Sementara itu, kerumunan besar orang mulai membubarkan diri. Iya membubarkan diri tanpa tepukan tangan, teriakan, suara suitan apalagi jabat tangan memberi selamat dan terima kasih pada pahlawan mereka yang telah bersusah payah memadamkan api. Ya gue tahu sih sepertinya para petugas pemadam juga gak mengharapkan itu semua, tapi.. What the fuck! Manusiawi lah men, wajar kalo sepatutnya mereka mendapatkan penghormatan yang layak dari orang-orang yang sudah mereka tolong. Ini… Aah gue aja sampe gemes ngeliatnya. Satu karakter menyebalkan lainnya dari sebagian besar orang di lokasi kebakaran siang itu yang dengan begitu cepat melupakan orang-orang yang dengan tulus ikhlas bekerja keras bersusah payah mempertaruhkan nyawa untuk menolong mereka memadamkan kebakaran. For God's sake, What the hell's wrong with people in this planet?

Singkat cerita, kau dan aku jatuh cinta. Eh salah fokus! Hhee.. Maksudnya singkat cerita gue sama teman-teman duduk lesehan di depan pintu masuk gedung A untuk beristirahat dan menurunkan adrenalin kita yang terpacu dua jam terakhir. Disinilah mengalir komentar dari Indra, Benny dan Umar yang juga kesal dengan kelakuan kebanyakan orang terhadap para petugas pemadam.

“Iya tuh ngehe banget masa dibego-begoin gitu trus pas udah padam gak ada yang tepok tangan apalagi jabat tangan kasih selamat. Udah gue salamin aja tadi petugasnya,” seloroh Indra kesal.

“Sakit banget dah!” sahut Umar.

“Emang. Gue tadi juga sempet nyalamin coy. Kenapa ya pada begitu?” tanya Benny.

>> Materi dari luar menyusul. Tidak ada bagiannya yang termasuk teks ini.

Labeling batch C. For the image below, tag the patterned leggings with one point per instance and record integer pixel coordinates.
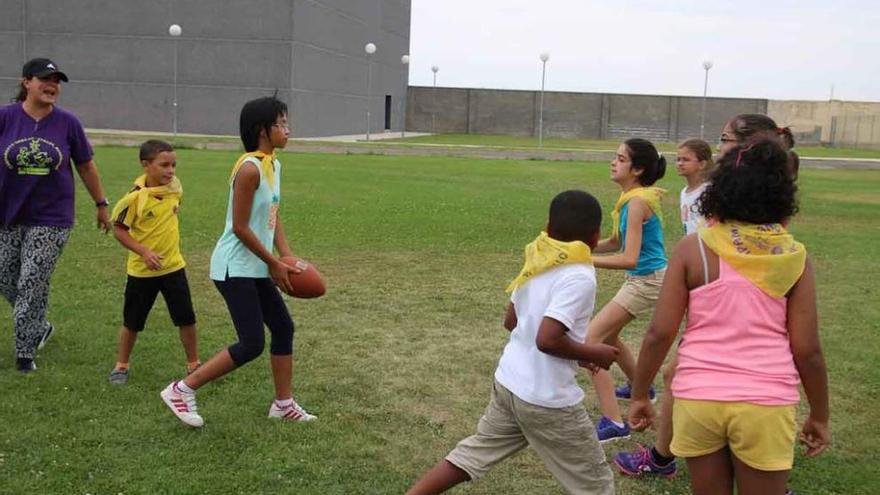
(28, 255)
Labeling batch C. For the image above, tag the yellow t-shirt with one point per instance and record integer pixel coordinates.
(155, 225)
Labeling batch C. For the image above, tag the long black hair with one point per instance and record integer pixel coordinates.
(259, 115)
(751, 184)
(644, 157)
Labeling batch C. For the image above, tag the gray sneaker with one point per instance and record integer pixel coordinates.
(118, 377)
(46, 334)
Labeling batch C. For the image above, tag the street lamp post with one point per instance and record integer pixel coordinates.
(370, 48)
(175, 31)
(405, 61)
(434, 69)
(544, 58)
(707, 64)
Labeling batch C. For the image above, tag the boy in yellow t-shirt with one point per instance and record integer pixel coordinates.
(145, 222)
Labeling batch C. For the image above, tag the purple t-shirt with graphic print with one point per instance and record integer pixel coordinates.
(36, 176)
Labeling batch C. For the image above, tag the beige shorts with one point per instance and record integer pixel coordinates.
(639, 293)
(563, 438)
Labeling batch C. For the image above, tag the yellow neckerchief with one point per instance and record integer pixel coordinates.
(767, 254)
(267, 166)
(138, 196)
(545, 253)
(651, 195)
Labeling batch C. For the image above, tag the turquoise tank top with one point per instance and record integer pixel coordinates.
(231, 257)
(652, 256)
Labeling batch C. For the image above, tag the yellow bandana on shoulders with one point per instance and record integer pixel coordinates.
(267, 166)
(651, 195)
(767, 254)
(138, 196)
(545, 253)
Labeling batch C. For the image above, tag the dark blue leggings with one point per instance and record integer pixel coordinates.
(253, 302)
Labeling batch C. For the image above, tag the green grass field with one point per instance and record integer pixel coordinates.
(397, 359)
(600, 144)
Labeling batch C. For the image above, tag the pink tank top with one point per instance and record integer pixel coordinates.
(735, 346)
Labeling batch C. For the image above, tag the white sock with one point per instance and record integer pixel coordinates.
(181, 387)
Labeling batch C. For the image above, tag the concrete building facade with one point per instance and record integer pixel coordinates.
(121, 60)
(570, 115)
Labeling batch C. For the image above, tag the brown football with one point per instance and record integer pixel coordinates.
(308, 283)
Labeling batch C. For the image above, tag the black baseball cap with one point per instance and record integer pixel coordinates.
(41, 67)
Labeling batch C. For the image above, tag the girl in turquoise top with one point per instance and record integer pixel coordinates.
(246, 272)
(637, 241)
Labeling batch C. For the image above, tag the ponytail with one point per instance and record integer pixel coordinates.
(22, 93)
(786, 136)
(645, 157)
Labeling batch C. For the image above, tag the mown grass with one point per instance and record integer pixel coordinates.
(397, 358)
(601, 144)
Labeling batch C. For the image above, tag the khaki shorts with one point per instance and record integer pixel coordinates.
(760, 436)
(639, 293)
(563, 438)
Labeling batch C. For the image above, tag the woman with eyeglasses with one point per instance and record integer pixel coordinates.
(749, 128)
(39, 142)
(247, 272)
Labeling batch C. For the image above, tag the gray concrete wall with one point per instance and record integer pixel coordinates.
(120, 59)
(569, 115)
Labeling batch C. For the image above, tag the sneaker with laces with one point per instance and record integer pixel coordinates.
(640, 461)
(25, 365)
(292, 412)
(182, 405)
(118, 376)
(46, 334)
(625, 392)
(607, 431)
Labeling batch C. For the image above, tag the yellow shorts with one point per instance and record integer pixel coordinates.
(760, 436)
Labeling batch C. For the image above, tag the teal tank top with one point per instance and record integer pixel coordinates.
(652, 256)
(231, 257)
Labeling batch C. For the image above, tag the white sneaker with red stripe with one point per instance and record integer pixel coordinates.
(183, 405)
(292, 412)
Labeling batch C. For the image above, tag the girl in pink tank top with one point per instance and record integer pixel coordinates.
(751, 334)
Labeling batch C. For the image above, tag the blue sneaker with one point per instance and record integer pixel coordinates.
(641, 462)
(625, 392)
(607, 431)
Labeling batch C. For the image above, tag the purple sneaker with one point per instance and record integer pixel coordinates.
(625, 392)
(607, 431)
(641, 462)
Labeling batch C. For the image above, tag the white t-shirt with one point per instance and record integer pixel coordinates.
(690, 215)
(566, 294)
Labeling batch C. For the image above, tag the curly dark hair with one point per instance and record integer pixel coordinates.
(751, 184)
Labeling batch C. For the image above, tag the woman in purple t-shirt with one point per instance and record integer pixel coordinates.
(38, 142)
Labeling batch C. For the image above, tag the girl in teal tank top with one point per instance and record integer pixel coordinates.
(246, 271)
(637, 243)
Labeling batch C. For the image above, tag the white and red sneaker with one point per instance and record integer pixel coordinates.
(183, 405)
(291, 412)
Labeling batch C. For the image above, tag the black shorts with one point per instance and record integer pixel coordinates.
(140, 294)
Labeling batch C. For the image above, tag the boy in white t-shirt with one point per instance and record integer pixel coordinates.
(536, 400)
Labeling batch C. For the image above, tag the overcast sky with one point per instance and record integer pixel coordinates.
(778, 49)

“Apa di tempat-tempat lain begini juga ya? Apa ini fenomena umum? Jauh banget dari bayangan gue,” tanya gue lebih lanjut.

Pertanyaan demi pertanyaan meluncur keluar melayang-layang jauh ke angkasa, lalu terbang menguap entah kemana. Dan keseluruhan kejadian siang itu memang sampel yang teramat tidak memadai untuk gue bisa mengekstraksinya dan menarik generalisasi atas kondisi kebangsaan kita. Tapi paling tidak, bolehlah itu semua diambil sebagai potret kecil mewakili gambaran karakter menyebalkan diri kita sendiri yang begitu mudah merendah-hinakan orang lain tanpa memberi mereka kesempatan untuk membuktikan diri dan juga begitu cepat melupakan jasa orang lain kepada kita. Bolehlah kemudian kita tanyakan kepada diri kita sendiri: Adakah melekat, sifat-sifat menyebalkan tersebut pada diri kita? Kalau iya, manusia macam apakah kita ini? Dengan pondasi karakter seperti itu, bangsa macam apa yang mau kita bangun?

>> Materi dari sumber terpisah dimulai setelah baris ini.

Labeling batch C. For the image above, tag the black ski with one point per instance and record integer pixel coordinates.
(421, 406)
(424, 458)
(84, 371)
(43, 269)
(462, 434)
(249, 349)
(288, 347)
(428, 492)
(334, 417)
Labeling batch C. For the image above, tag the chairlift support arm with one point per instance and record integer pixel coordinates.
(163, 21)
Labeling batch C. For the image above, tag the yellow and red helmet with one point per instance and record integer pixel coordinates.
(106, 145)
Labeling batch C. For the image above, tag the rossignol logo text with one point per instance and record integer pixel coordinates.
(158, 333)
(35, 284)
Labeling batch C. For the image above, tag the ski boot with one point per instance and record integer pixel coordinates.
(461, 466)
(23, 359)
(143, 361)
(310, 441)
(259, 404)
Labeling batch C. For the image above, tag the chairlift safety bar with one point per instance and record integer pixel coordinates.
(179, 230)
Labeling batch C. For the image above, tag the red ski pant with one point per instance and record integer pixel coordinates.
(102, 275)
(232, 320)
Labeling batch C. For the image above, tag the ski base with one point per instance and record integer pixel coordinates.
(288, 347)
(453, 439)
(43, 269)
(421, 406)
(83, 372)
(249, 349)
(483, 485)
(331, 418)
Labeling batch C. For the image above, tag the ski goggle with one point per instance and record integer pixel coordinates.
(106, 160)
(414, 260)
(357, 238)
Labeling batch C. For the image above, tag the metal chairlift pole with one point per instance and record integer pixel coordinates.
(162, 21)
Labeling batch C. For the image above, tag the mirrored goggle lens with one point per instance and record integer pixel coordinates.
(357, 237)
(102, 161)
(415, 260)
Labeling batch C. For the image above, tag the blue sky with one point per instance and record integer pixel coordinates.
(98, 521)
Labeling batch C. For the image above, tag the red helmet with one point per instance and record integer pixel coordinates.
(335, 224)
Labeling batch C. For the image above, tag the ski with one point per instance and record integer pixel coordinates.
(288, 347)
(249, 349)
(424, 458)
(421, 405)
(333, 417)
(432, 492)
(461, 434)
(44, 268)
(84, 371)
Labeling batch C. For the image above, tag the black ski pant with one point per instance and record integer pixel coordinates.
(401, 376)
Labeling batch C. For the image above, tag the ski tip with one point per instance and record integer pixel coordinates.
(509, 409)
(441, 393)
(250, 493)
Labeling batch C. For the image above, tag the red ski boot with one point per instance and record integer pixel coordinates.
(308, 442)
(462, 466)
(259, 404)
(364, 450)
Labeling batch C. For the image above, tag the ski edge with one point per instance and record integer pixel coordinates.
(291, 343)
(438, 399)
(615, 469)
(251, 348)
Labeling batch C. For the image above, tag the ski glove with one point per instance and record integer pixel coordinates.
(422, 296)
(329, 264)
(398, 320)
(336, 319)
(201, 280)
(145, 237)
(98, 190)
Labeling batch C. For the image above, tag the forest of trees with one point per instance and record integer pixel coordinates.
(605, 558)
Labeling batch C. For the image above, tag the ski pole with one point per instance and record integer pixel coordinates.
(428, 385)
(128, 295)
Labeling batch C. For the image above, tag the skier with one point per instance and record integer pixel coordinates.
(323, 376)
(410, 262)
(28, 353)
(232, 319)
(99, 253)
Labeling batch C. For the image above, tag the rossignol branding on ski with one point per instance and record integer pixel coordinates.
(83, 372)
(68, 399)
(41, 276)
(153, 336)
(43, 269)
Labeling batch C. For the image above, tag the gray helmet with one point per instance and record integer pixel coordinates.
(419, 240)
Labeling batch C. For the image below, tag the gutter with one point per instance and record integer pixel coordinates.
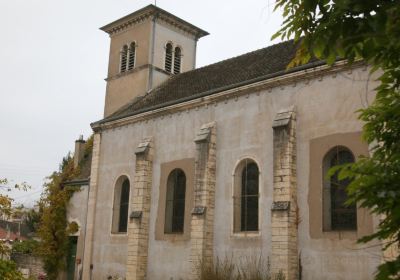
(304, 67)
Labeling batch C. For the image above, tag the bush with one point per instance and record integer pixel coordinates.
(250, 268)
(9, 271)
(25, 247)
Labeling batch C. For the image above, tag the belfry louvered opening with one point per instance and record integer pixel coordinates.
(168, 57)
(132, 55)
(124, 58)
(177, 60)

Terbayang seketika itu juga wajah-wajah para founding fathers, terutama Tan Malaka. Mereka yang telah memberikan segala tapi dilupakan dengan segera. Coba misalnya, berapa banyak yang tahu kalau Tan Malaka adalah negarawan Indonesia pertama yang mencetuskan konsep Republik Indonesia? Berapa banyak yang tahu kalau cinta sejati Tan Malaka hanya untuk Republik Indonesia – dan Syarifah Nawawi – yang menyedihkannya belum pernah membalas dengan cinta yang sepatutnya? Berapa banyak yang tahu kalau Tan Malaka menjalani sebagian besar hidupnya sebagai pelarian dan buronan politik? Berapa banyak yang tahu kalau hidup Tan Malaka berakhir tragis di ujung senapan serdadu-serdadu Republik yang ia bidani kelahirannya, yang ia perjuangkan eksistensinya dengan segenap jiwa raganya? Berapa banyak yang tahu kalau keberadaan jasad dan makam Tan Malaka masih menjadi tanda tanya besar dimanakah gerangan berada?

Terakhir, diyakini jasad dan makam Tan Malaka, negarawan terbaik yang pernah dilahirkan Republik ini, berada di kaki Pegunungan Wilis, tepatnya di Desa Selopanggung, Kecamatan Semen, Kabupaten Kediri, Jawa Timur. Selebihnya gue gak tau bagaimana hasil uji dna yang dilakukan terhadap sisa-sisa jasad dari makam yang diyakini sebagai makam Tan Malaka.

Okelah, gue cukupkan sampai disini dan gue tutup tulisan ini dengan mengutip Pramoedya Ananta Toer: ini semua untuk yang dilupakan dan yang terlupakan.